In cashless facility, Insurer can reject the claim after discharge or denied to pay hospital?

In cashless facility for health insurance in India, it is possible for the insurance company to reject a claim after the patient has been discharged from the hospital or to deny payment to the hospital. This can occur if the insurance company finds that the medical treatment provided was not covered under the policy, if the claim was submitted with incomplete or inaccurate information, or if there was fraudulent activity involved.

Insurance companies typically have a process for reviewing and approving claims, which may involve the verification of medical records and other documentation. If the insurance company finds that the claim does not meet the policy criteria or that there is insufficient evidence to support the claim, they may reject the claim or deny payment to the hospital.

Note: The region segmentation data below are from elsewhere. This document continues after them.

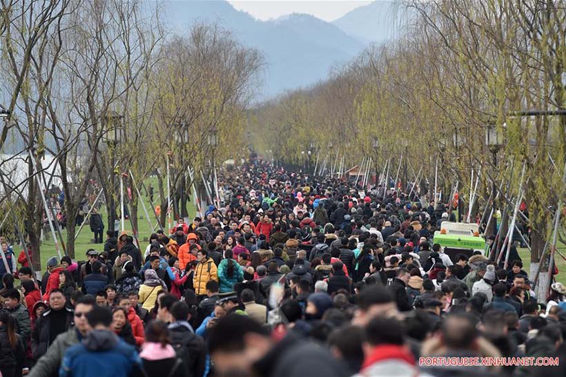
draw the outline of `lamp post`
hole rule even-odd
[[[208,145],[210,145],[212,147],[212,154],[211,155],[211,157],[212,159],[212,172],[211,172],[211,177],[212,177],[212,180],[211,180],[212,182],[214,182],[214,184],[213,184],[213,186],[214,186],[213,189],[215,191],[215,194],[214,194],[214,197],[213,198],[213,201],[214,201],[215,199],[217,200],[217,198],[218,198],[218,197],[217,197],[218,190],[217,189],[216,184],[216,184],[216,180],[215,180],[216,161],[215,160],[215,151],[216,150],[216,147],[218,146],[218,130],[216,128],[216,126],[213,126],[211,128],[211,132],[208,134]],[[217,206],[219,206],[219,203],[217,202],[216,205]]]
[[[491,152],[494,172],[495,172],[497,169],[497,153],[499,151],[499,148],[503,145],[502,133],[498,131],[497,126],[495,124],[488,124],[485,128],[485,145],[489,148],[489,151]],[[497,229],[497,219],[495,216],[496,209],[497,209],[497,202],[496,200],[496,191],[497,188],[496,186],[495,180],[493,180],[491,182],[491,200],[493,203],[494,215],[491,224],[487,224],[487,226],[490,229],[489,233],[491,235],[495,235]]]
[[[462,216],[462,197],[461,195],[460,194],[460,187],[462,187],[461,182],[460,182],[460,166],[458,162],[460,162],[460,146],[462,145],[462,139],[458,135],[458,129],[456,128],[454,130],[454,133],[452,135],[452,143],[454,146],[454,149],[456,151],[456,180],[458,181],[458,218],[456,218],[456,222],[460,222],[460,217]]]
[[[108,149],[110,151],[110,164],[111,170],[110,182],[112,189],[110,191],[110,202],[108,203],[108,229],[110,231],[116,230],[114,227],[114,223],[116,221],[116,204],[114,200],[114,193],[116,188],[115,175],[117,169],[115,168],[115,166],[116,165],[116,148],[121,136],[120,126],[123,117],[124,117],[120,114],[112,110],[106,113],[104,116],[106,126],[104,132],[105,137],[104,139],[108,145]]]
[[[404,166],[403,167],[403,175],[404,175],[403,184],[405,186],[407,186],[407,155],[408,154],[408,151],[409,151],[409,140],[405,140],[405,139],[401,140],[401,145],[404,148],[404,151],[403,152],[403,157],[404,157],[403,159],[403,160],[404,160]],[[404,191],[406,191],[406,190],[404,190]]]

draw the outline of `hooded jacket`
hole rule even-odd
[[[133,346],[112,331],[92,330],[82,342],[67,351],[59,376],[126,377],[133,369],[141,369],[142,359]]]

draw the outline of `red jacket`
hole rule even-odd
[[[271,234],[271,230],[273,229],[273,223],[271,220],[269,222],[264,222],[260,221],[257,223],[257,226],[255,227],[255,234],[260,235],[260,234],[265,235],[266,240],[269,242],[269,235]]]
[[[49,274],[49,278],[48,278],[47,280],[47,285],[46,286],[45,293],[43,293],[44,301],[49,300],[49,293],[51,293],[51,291],[59,288],[59,276],[64,269],[65,267],[64,266],[59,265],[51,271],[51,273]]]
[[[30,255],[30,260],[32,260],[32,256]],[[28,263],[28,258],[26,258],[26,251],[22,250],[19,253],[19,255],[18,255],[18,263],[21,264],[22,267],[29,267],[30,264]],[[32,263],[33,263],[33,260],[32,260]]]
[[[41,300],[41,293],[37,289],[32,291],[26,295],[26,305],[28,307],[28,311],[31,313],[33,306],[38,301]]]
[[[133,307],[130,307],[128,311],[128,320],[130,322],[130,325],[132,327],[132,332],[134,334],[134,339],[135,339],[135,344],[141,346],[146,341],[146,336],[144,334],[144,323],[137,314],[135,313],[135,310]]]

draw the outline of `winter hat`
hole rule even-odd
[[[414,289],[420,289],[422,288],[422,278],[420,276],[411,276],[409,278],[409,282],[407,284]]]
[[[57,262],[57,257],[51,257],[50,258],[47,260],[47,267],[55,267],[59,263]]]
[[[326,310],[332,307],[332,298],[328,293],[313,293],[306,300],[316,307],[316,316],[318,318],[321,318]]]
[[[495,266],[489,264],[487,266],[485,275],[483,276],[484,280],[495,281]]]

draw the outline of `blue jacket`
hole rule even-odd
[[[114,333],[92,330],[63,358],[59,377],[127,377],[141,370],[142,359],[133,346]]]
[[[101,273],[89,273],[83,279],[83,293],[86,295],[96,295],[99,291],[104,291],[108,284],[108,278]]]
[[[232,261],[232,264],[234,266],[234,271],[232,273],[231,278],[228,276],[228,260],[223,260],[218,265],[217,275],[218,276],[218,281],[220,283],[221,293],[233,291],[234,284],[244,280],[244,271],[242,269],[242,266],[240,266],[238,262],[233,259],[230,260]]]

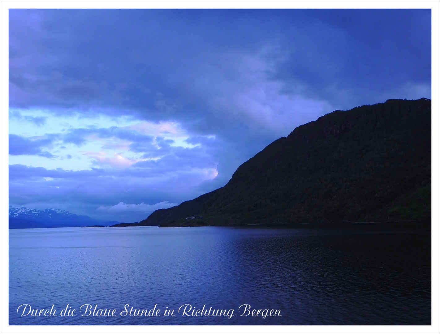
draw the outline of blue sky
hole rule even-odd
[[[9,204],[137,221],[336,109],[431,98],[431,11],[10,10]]]

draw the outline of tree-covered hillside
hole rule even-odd
[[[336,110],[269,145],[222,188],[138,224],[429,220],[431,112],[425,99]]]

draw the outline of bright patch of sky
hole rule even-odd
[[[97,114],[87,117],[79,113],[58,116],[48,110],[15,109],[9,112],[10,134],[31,141],[51,135],[55,135],[57,138],[44,147],[52,156],[10,155],[9,163],[77,171],[97,167],[123,169],[140,161],[156,161],[161,158],[160,156],[145,158],[145,152],[131,151],[130,145],[133,141],[116,136],[103,137],[98,133],[91,133],[84,136],[84,141],[77,143],[66,142],[64,137],[77,129],[114,129],[115,127],[130,131],[135,135],[151,136],[152,146],[158,149],[160,148],[159,142],[164,141],[170,146],[185,148],[200,145],[185,141],[190,135],[176,122],[154,123],[125,116]]]

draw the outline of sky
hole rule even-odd
[[[9,203],[139,221],[336,110],[431,98],[430,9],[10,9]]]

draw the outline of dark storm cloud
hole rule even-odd
[[[12,106],[203,117],[268,46],[271,78],[332,105],[430,83],[429,10],[10,11]]]
[[[50,145],[56,136],[49,135],[47,138],[31,140],[16,135],[9,134],[9,154],[11,155],[39,155],[46,158],[55,156],[43,148]]]

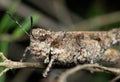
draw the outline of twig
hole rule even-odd
[[[120,79],[120,75],[112,79],[110,82],[116,82],[118,79]]]
[[[76,66],[76,67],[64,72],[58,79],[58,82],[67,82],[68,76],[74,74],[78,70],[87,69],[87,68],[98,68],[100,70],[111,72],[115,75],[120,75],[120,69],[118,69],[118,68],[109,68],[109,67],[104,67],[104,66],[101,66],[98,64],[84,64],[84,65]]]
[[[3,62],[0,62],[0,67],[4,67],[5,69],[0,72],[0,76],[5,74],[10,69],[16,68],[25,68],[25,67],[33,67],[33,68],[44,68],[42,63],[30,63],[30,62],[14,62],[7,59],[3,53],[0,52],[0,57],[2,58]]]

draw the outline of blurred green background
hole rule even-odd
[[[0,52],[11,60],[19,61],[29,45],[29,36],[7,13],[12,14],[28,33],[30,16],[33,16],[35,28],[53,31],[110,30],[120,26],[119,3],[119,0],[0,0]],[[0,77],[0,82],[54,82],[57,74],[56,71],[51,72],[50,77],[43,79],[40,73],[33,69],[12,70]],[[78,77],[71,77],[75,80],[69,82],[109,82],[114,75],[85,72],[79,73]]]

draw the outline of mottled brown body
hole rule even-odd
[[[119,39],[120,29],[99,32],[51,32],[37,28],[32,30],[29,49],[37,59],[49,63],[48,68],[54,60],[76,64],[96,63],[101,59],[106,60],[104,55]]]

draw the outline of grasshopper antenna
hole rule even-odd
[[[32,35],[32,37],[35,39],[34,35],[32,34],[32,28],[33,28],[33,17],[30,17],[30,22],[31,22],[31,26],[30,26],[30,34]]]
[[[22,25],[10,13],[7,13],[7,14],[25,32],[25,34],[30,36],[29,33],[24,28],[22,28]]]

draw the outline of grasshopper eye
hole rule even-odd
[[[39,40],[40,40],[40,41],[45,41],[46,38],[47,38],[47,34],[41,33],[41,34],[39,35]]]

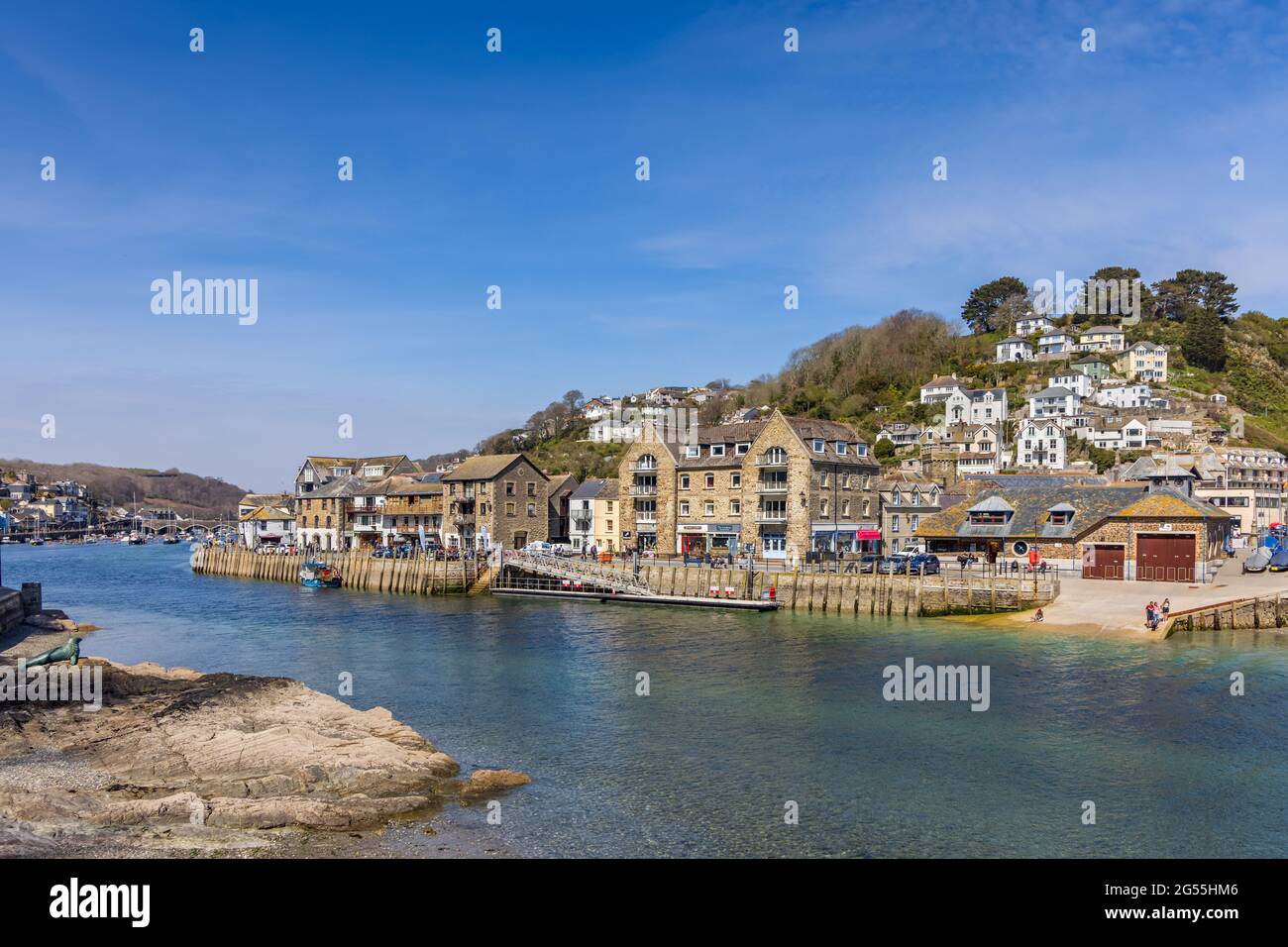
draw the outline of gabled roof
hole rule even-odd
[[[500,477],[520,460],[527,460],[540,477],[549,479],[526,454],[480,454],[459,464],[451,473],[443,474],[443,483],[451,481],[491,481]]]
[[[608,481],[601,481],[591,477],[580,487],[577,487],[569,500],[594,500],[599,496],[599,492],[604,488]]]

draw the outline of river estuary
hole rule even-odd
[[[940,620],[392,597],[194,576],[187,546],[4,548],[85,653],[296,678],[531,773],[440,818],[545,856],[1288,854],[1288,635],[1092,638]],[[988,665],[990,706],[882,669]],[[636,696],[636,674],[650,694]],[[1230,694],[1242,671],[1247,694]],[[786,825],[784,803],[799,803]],[[1096,825],[1082,825],[1082,803]],[[431,839],[424,836],[429,845]],[[416,854],[415,841],[408,854]]]

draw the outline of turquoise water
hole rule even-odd
[[[160,545],[6,546],[4,579],[100,625],[91,655],[332,694],[350,671],[354,706],[533,776],[487,828],[519,853],[1288,854],[1288,638],[389,597],[198,577]],[[886,702],[909,656],[989,665],[992,707]]]

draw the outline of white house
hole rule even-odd
[[[1001,429],[1006,417],[1005,388],[962,389],[944,401],[947,424],[993,424]]]
[[[1139,381],[1105,381],[1092,401],[1101,407],[1149,407],[1153,394],[1149,385]]]
[[[238,518],[237,527],[249,549],[295,542],[295,514],[285,506],[256,506]]]
[[[1074,350],[1075,343],[1068,332],[1054,331],[1038,338],[1039,356],[1061,356]]]
[[[1137,341],[1118,357],[1118,371],[1139,381],[1167,381],[1167,347]]]
[[[1072,417],[1082,411],[1082,398],[1068,388],[1043,388],[1029,396],[1029,417]]]
[[[1140,451],[1146,447],[1149,428],[1139,417],[1100,421],[1087,429],[1087,438],[1106,451]]]
[[[1055,329],[1055,322],[1048,320],[1046,316],[1034,316],[1029,313],[1023,320],[1015,320],[1015,334],[1016,335],[1033,335],[1034,332],[1050,332]]]
[[[997,354],[993,357],[993,361],[998,365],[1003,362],[1032,362],[1033,344],[1018,335],[1002,339],[1002,341],[997,343]]]
[[[1078,336],[1082,352],[1122,352],[1127,348],[1127,336],[1118,326],[1092,326]]]
[[[1057,421],[1029,419],[1015,435],[1015,465],[1042,470],[1064,470],[1068,445]]]
[[[948,396],[953,392],[965,392],[966,385],[957,380],[956,375],[940,375],[939,378],[933,378],[930,381],[921,387],[921,403],[922,405],[938,405],[942,401],[947,401]]]
[[[1095,387],[1091,379],[1083,375],[1081,371],[1063,371],[1059,375],[1047,379],[1047,384],[1051,388],[1068,388],[1070,392],[1077,394],[1079,398],[1090,398],[1091,389]]]

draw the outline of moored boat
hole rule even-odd
[[[325,562],[307,562],[300,566],[300,584],[313,589],[339,589],[340,569]]]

In such cases, the hospital may need to bear the cost of the medical treatment provided, and the patient may need to seek reimbursement from the insurance company or pay the expenses out of pocket. Hospitals may also need to have internal processes and controls in place to minimize the risk of claim rejection or payment denial.

It is important for hospitals and patients to be aware of the terms and conditions of the insurance policy and to ensure that all documentation and information related to the medical treatment is accurate and complete. In case of any dispute or disagreement with the insurance company, hospitals and patients may need to seek legal advice or approach regulatory authorities such as the Insurance Regulatory and Development Authority of India (IRDAI).